In 1957 she represented the U.S. at the first Women's Chess Olympiad in Emmen, the Netherlands, and earned a bronze medal. She finished second in the U.S. Women's Championship in 1965.
Seeing the shabby conditions under which most tournaments were held, she became an organizer and sponsor of chess events.
One of her earliest efforts — a 1961 match between U.S. champions Samuel Reshevsky and Bobby Fischer — ended abruptly after Piatigorsky postponed a game to attend her husband's evening concert. Fischer threw a fit and withdrew from the competition, allowing his opponent to be declared the winner.
More successful was the first Piatigorsky Cup tournament, held in 1963 in a mirrored ballroom at the Ambassador Hotel in Los Angeles. Its $10,000 prize was the richest in chess history at the time and drew eight grandmasters, including the first Soviet world champion allowed to travel to the U.S., Tigran Petrosian. He and Paul Keres, another Soviet champion, tied for first.
The second Piatigorsky Cup contest in 1966 drew 10 international grandmasters and, at 1,300, the largest crowd that had ever watched a chess match in this country.
Piatigorsky not only provided the $20,000 prize but devised an innovative system for relaying moves from the stage to the analysis room. She also vacuumed the carpet in the ballroom at the Miramar Hotel in Santa Monica where the tournament was held, escorted observers to their seats and policed the crowd. Fischer, who had boycotted the 1963 tournament, was well-behaved this time and finished a close second to Boris Spassky.

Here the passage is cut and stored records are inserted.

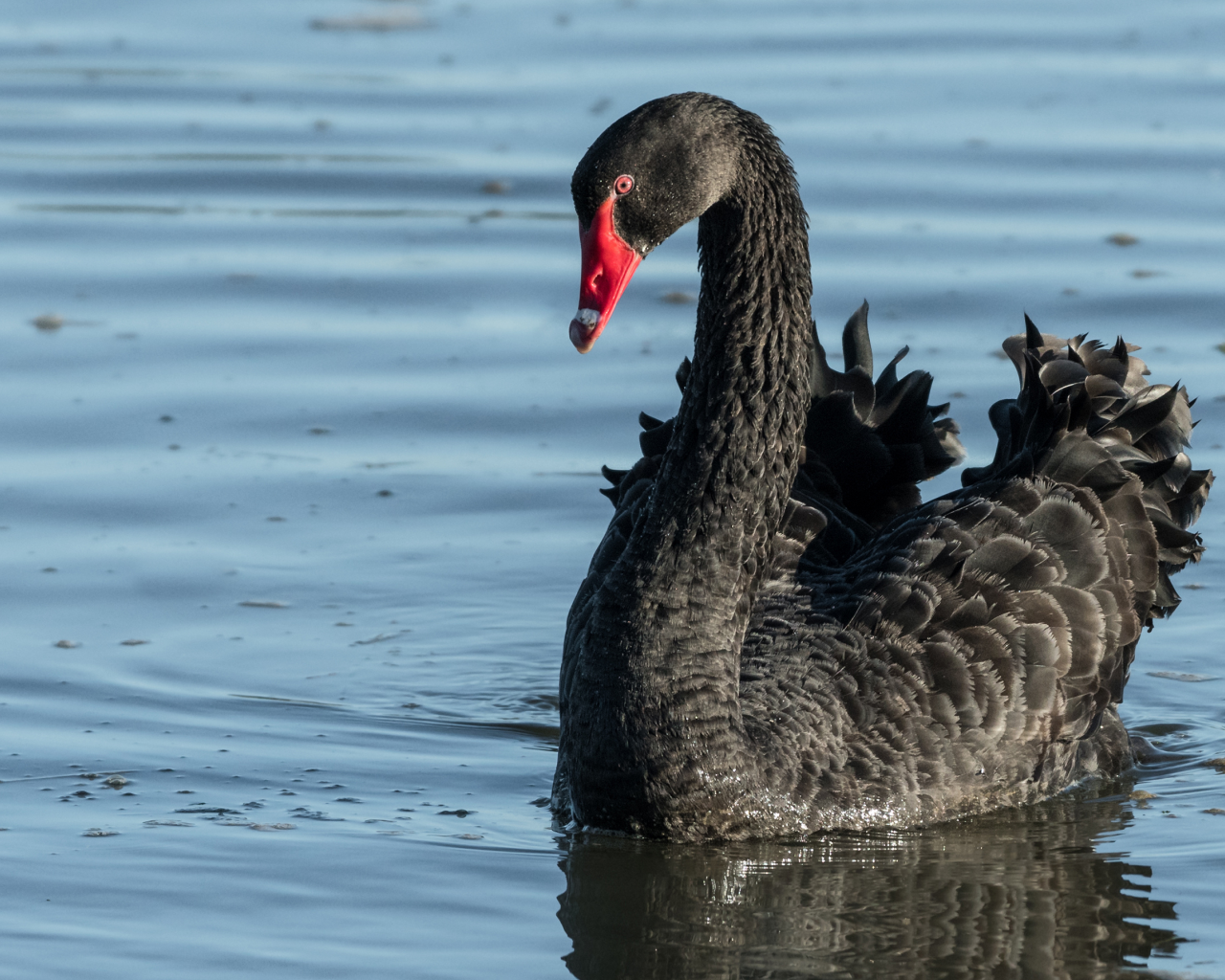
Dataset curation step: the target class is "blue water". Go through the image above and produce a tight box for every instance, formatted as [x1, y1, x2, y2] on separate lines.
[0, 0, 1225, 979]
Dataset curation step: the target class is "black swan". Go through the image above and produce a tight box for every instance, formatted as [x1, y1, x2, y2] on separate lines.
[552, 92, 1213, 840]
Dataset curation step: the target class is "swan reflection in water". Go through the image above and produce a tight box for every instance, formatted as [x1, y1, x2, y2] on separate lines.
[557, 784, 1183, 980]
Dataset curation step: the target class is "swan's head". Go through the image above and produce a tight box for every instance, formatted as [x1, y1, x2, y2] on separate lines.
[569, 92, 743, 354]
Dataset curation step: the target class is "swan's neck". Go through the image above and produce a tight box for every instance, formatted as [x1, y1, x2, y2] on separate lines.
[627, 158, 813, 632]
[560, 141, 813, 824]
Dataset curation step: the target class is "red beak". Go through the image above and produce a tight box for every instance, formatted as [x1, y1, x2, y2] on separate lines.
[569, 196, 642, 354]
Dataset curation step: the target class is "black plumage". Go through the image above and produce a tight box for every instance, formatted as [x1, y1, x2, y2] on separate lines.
[554, 93, 1212, 839]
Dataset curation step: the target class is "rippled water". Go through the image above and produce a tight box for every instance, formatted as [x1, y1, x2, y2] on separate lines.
[0, 0, 1225, 977]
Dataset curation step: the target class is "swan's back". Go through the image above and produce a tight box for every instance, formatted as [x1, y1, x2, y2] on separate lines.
[576, 309, 1212, 835]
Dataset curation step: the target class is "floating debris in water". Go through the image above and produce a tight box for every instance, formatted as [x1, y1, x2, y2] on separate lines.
[289, 806, 345, 823]
[349, 630, 412, 647]
[310, 13, 430, 33]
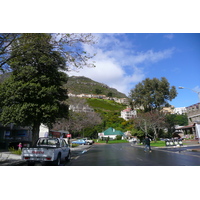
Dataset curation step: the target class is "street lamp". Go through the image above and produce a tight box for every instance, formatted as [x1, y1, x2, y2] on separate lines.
[178, 86, 200, 102]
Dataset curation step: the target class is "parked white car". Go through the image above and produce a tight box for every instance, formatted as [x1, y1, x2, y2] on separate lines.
[21, 138, 71, 165]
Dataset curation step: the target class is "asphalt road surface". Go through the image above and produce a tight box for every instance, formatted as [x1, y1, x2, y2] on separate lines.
[65, 143, 200, 166]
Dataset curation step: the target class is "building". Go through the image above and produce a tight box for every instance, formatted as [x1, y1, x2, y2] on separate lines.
[174, 107, 187, 115]
[176, 103, 200, 142]
[98, 127, 125, 139]
[186, 103, 200, 124]
[121, 107, 137, 120]
[69, 105, 94, 112]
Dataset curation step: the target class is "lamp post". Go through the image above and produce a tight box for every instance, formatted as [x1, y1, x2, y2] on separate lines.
[178, 86, 200, 102]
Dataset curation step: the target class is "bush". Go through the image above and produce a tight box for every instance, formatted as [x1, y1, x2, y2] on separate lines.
[116, 135, 122, 140]
[8, 147, 22, 155]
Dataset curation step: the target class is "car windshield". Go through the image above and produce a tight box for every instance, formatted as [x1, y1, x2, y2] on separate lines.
[38, 138, 59, 146]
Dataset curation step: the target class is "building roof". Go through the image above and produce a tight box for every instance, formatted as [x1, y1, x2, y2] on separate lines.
[103, 127, 124, 135]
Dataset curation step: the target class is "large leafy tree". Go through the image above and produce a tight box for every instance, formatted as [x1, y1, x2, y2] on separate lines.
[0, 34, 97, 144]
[130, 77, 177, 112]
[0, 33, 96, 74]
[0, 33, 19, 73]
[0, 34, 68, 144]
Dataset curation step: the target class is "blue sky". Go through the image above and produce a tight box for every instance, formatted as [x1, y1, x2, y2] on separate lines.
[69, 33, 200, 107]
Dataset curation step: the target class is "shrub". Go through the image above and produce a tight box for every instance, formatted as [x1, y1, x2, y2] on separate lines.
[8, 147, 22, 155]
[116, 135, 122, 140]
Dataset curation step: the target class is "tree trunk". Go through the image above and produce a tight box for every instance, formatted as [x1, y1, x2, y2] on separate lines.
[31, 122, 40, 147]
[154, 128, 157, 142]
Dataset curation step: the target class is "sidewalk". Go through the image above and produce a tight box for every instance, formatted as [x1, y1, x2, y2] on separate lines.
[0, 145, 91, 166]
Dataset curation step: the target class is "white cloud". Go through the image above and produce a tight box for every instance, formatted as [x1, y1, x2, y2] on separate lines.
[69, 34, 174, 95]
[164, 33, 174, 40]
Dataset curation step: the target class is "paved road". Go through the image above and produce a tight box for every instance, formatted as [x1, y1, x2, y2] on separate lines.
[66, 143, 200, 166]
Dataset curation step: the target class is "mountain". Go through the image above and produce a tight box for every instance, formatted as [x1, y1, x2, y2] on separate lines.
[65, 76, 127, 98]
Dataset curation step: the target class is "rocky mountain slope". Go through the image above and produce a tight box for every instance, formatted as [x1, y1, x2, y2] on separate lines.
[65, 76, 127, 98]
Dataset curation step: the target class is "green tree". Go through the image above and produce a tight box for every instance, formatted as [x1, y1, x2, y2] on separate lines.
[130, 77, 177, 112]
[0, 34, 68, 144]
[166, 114, 188, 137]
[0, 33, 96, 72]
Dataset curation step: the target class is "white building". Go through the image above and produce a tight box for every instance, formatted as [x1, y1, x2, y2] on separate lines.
[121, 107, 137, 120]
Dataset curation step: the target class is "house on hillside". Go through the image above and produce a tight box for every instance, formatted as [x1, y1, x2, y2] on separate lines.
[121, 107, 137, 120]
[98, 127, 125, 140]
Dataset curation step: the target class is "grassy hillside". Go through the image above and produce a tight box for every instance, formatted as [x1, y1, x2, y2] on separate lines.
[87, 99, 126, 112]
[65, 76, 126, 98]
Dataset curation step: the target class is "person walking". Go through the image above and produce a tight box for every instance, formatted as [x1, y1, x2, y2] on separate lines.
[144, 136, 151, 152]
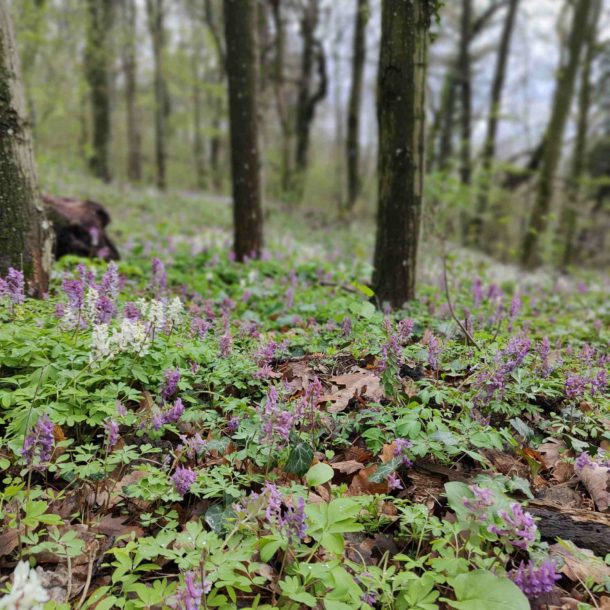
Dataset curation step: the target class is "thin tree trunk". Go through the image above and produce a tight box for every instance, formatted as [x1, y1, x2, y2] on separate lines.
[459, 0, 472, 185]
[471, 0, 519, 247]
[294, 0, 327, 199]
[559, 0, 602, 268]
[346, 0, 369, 210]
[85, 0, 112, 182]
[122, 0, 142, 182]
[521, 0, 591, 268]
[0, 0, 53, 296]
[146, 0, 169, 191]
[373, 0, 432, 307]
[269, 0, 293, 195]
[224, 0, 263, 261]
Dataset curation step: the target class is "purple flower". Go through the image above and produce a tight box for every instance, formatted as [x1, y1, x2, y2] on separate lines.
[508, 559, 561, 599]
[62, 280, 85, 311]
[387, 472, 403, 491]
[123, 301, 142, 322]
[100, 262, 120, 299]
[574, 451, 595, 470]
[172, 466, 197, 496]
[96, 295, 116, 324]
[161, 369, 180, 401]
[488, 502, 538, 549]
[150, 257, 167, 290]
[565, 374, 589, 399]
[0, 267, 25, 305]
[21, 413, 55, 470]
[104, 420, 119, 450]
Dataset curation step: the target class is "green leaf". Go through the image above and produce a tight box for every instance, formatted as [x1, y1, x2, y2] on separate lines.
[305, 462, 335, 487]
[284, 443, 313, 477]
[441, 570, 530, 610]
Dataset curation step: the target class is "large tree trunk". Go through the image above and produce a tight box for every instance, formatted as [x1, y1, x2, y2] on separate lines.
[0, 0, 53, 296]
[121, 0, 142, 182]
[146, 0, 169, 191]
[85, 0, 113, 182]
[471, 0, 519, 247]
[373, 0, 432, 307]
[294, 0, 328, 199]
[346, 0, 369, 210]
[559, 0, 602, 268]
[459, 0, 472, 185]
[521, 0, 591, 268]
[224, 0, 263, 261]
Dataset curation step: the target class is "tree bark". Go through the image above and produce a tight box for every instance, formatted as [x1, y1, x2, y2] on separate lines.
[559, 0, 602, 268]
[224, 0, 263, 261]
[373, 0, 432, 307]
[85, 0, 112, 182]
[521, 0, 591, 269]
[294, 0, 328, 199]
[146, 0, 169, 191]
[459, 0, 472, 185]
[471, 0, 519, 247]
[0, 0, 53, 297]
[346, 0, 369, 210]
[121, 0, 142, 182]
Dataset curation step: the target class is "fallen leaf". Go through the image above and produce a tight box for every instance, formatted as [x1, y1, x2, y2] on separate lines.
[576, 463, 610, 511]
[549, 542, 610, 584]
[330, 460, 364, 474]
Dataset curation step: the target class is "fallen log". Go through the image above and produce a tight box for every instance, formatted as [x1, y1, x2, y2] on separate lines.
[42, 194, 120, 260]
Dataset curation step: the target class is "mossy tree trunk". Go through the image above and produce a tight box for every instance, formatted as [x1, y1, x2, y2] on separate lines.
[146, 0, 169, 191]
[0, 0, 53, 296]
[85, 0, 113, 182]
[470, 0, 519, 247]
[373, 0, 432, 307]
[224, 0, 263, 261]
[521, 0, 592, 269]
[346, 0, 369, 210]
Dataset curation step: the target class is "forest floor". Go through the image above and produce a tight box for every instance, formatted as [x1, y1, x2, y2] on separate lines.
[0, 175, 610, 610]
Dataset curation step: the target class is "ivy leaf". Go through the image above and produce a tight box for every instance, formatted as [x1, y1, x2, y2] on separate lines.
[369, 457, 402, 483]
[284, 443, 313, 477]
[441, 570, 530, 610]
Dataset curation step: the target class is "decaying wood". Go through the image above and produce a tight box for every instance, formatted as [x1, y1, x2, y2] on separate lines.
[42, 195, 120, 260]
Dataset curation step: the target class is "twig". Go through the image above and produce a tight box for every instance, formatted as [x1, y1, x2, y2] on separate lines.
[443, 255, 481, 351]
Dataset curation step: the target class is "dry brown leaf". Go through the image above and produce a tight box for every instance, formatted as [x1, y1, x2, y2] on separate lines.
[576, 463, 610, 511]
[319, 368, 383, 413]
[347, 464, 388, 496]
[330, 460, 364, 474]
[538, 439, 566, 468]
[549, 542, 610, 584]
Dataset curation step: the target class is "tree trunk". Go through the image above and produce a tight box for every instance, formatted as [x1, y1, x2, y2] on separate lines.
[294, 0, 328, 199]
[471, 0, 519, 247]
[459, 0, 472, 185]
[346, 0, 369, 210]
[559, 0, 602, 268]
[85, 0, 112, 182]
[373, 0, 432, 307]
[521, 0, 591, 269]
[269, 0, 293, 195]
[122, 0, 142, 182]
[0, 0, 53, 296]
[224, 0, 263, 261]
[146, 0, 169, 191]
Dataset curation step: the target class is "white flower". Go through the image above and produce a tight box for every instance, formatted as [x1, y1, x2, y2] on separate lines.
[0, 561, 49, 610]
[89, 324, 112, 362]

Jack Peters, who wrote The Times' chess column for 20 years, said last week that the 1966 contest "might still rank as the best American tournament ever" because of the high level of chess by several of the game's greatest players.
Piatigorsky never held a third tournament but left a large legacy. "The two Piatigorsky Cup tournaments, along with the ascent of Bobby Fischer on the international scene, did a great deal to popularize chess in the U.S. and legitimize it as a sporting as well as intellectual activity," said Randall Hough, a chess master and former member of the U.S. Chess Federation's board.
The chess benefactor also introduced thousands of youths to the game by sponsoring public school chess clubs throughout Southern California and the U.S. Junior Invitational, which produced several future grandmasters.
She remained a fierce competitor until two months ago, when she became ill. "The moment she started a game she was five or six moves ahead," said Ianka Petrova, her caregiver and frequent chess partner. "It was almost impossible to beat her until the end."